Vous venez, dites vous, pour lui donner la main?

Ma première réplique, les premiers mots du spectacle. Enfin d’habitude, parce qu’aujourd’hui rien.

Rien ! Le trou de mémoire …

Mon partenaire sautille toujours, tourne autour de moi. Je suis en situation de handicap fulgurant . Mon cerveau semble une pierre, il me permet toutes les fonctions vitales mais me prive de parole et de mémoire.

Mon partenaire sautille, attend les premiers mots qui lanceront nos deux heures de spectacle.

Rien.

Je reste toujours impuissant, incapable de sortir le moindre mot. Je n’ai plus de salive. Mes mains cherchent les siennes, les trouvent et s’y agrippent. Nous sommes moites. J’initie une petite danse douce et improbable.

Une légère brume d’interrogation semble se poser sur les spectateurs, l’équipe du spectacle se tend. J’entends « Il va parler ce con! » J’en suis incapable, c’est fou.
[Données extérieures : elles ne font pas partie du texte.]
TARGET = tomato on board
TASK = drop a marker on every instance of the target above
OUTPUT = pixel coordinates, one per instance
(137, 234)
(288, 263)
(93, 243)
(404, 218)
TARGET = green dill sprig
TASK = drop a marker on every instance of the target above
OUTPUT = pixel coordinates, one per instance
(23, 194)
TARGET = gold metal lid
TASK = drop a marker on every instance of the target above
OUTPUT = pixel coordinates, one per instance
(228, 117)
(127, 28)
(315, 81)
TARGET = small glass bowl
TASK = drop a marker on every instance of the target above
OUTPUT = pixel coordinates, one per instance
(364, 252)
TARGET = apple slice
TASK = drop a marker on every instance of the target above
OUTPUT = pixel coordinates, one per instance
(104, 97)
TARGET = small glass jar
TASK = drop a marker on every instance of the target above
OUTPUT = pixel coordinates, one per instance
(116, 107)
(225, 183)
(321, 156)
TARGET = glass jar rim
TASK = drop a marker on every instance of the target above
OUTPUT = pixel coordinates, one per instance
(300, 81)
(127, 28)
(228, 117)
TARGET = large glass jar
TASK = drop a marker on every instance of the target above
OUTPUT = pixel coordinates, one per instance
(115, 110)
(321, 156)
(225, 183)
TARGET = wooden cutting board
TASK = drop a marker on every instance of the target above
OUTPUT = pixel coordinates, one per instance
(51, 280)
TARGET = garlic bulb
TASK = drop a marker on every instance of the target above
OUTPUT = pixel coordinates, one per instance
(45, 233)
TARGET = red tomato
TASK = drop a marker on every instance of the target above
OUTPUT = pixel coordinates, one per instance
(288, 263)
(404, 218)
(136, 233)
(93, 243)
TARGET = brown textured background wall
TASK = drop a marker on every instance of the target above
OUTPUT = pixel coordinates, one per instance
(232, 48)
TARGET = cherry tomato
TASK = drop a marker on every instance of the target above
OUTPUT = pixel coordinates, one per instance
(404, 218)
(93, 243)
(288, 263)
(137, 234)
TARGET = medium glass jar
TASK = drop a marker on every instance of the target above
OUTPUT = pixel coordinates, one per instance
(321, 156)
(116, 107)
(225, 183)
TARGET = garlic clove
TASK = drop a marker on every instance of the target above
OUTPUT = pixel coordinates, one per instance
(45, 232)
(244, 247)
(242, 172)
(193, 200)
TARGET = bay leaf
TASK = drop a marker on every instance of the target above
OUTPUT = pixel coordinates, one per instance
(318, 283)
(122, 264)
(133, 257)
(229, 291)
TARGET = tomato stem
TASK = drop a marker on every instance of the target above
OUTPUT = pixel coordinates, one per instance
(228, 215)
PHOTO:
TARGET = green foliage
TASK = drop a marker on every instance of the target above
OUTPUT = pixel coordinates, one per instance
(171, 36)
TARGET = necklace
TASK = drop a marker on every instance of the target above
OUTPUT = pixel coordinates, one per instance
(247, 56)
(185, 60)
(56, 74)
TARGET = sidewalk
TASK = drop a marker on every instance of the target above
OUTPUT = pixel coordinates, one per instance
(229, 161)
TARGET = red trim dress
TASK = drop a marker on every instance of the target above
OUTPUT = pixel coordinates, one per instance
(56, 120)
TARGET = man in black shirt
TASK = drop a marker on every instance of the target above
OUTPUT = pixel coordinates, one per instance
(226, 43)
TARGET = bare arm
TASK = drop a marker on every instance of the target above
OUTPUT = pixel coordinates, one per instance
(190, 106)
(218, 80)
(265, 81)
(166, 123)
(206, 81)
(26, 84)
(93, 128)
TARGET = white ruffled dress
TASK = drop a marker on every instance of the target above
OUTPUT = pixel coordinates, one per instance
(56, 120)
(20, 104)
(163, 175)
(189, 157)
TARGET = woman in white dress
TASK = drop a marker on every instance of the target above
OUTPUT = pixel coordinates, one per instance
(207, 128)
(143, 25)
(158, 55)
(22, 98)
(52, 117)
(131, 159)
Et puis, dans ce temps distendu posant clairement une idée d’éternité, les mots claquent enfin, tout se libère, je parle à nouveau :

Vous venez dites vous pour lui donner la main ?!
« Oui ! » enchaîne à pleine voix mon partenaire « Je veux terminer la chose d’en demain ! »

Son allégresse fait plaisir à voir, il danse tout à fait à présent. Nous pouvons courir dans les alexandrins de Moliére jusqu’aux saluts, échanger, respirer, faire notre métier, la première réplique est enfin lancée!

Je garde quasi intacte la sensation de ce moment d’empêchement. Je me suis même posé la question de mon premier micro accident vasculaire cérébral. Il semble que la chose en soit trés éloignée. Plus proche de la famille des surmenages.

Le trou de mémoire ne concerne que la restitution d’un texte travaillé. On ne peut avoir qu’un « trou de texte ». Le « trou » de déplacement, le « trou » d’élocution n’existent pas. Quand on commence à se prendre les décors, perdre ses partenaires, c’est tout autre chose.

Le « trou » est un frisson, fait « partie du métier », est un point de friction dans son rapport au texte. C’est une petite médaille, un rite de passage.

A mon niveau, il reste une anecdote vivace, partagée, par dizaine de personnes, l’occasion de reprendre une bière après un démontage.

Il a renforcé ma vigilance au lancement des spectacles. En quelques secondes, alors que les lumières montent, il faut se rassembler pour prendre conscience de l’espace, s’accorder rapidement avec la salle, le public du jour, lancer son texte, sentir ses partenaires, raconter son histoire ! A cet instant clef, pas question d’avoir un trou.

Je n’en ai jamais plus traversé.

Le trou de mémoire est en quelques points semblable au Yéti d’Himalaya. On en parle, on le redoute mais on le croise finalement très peu.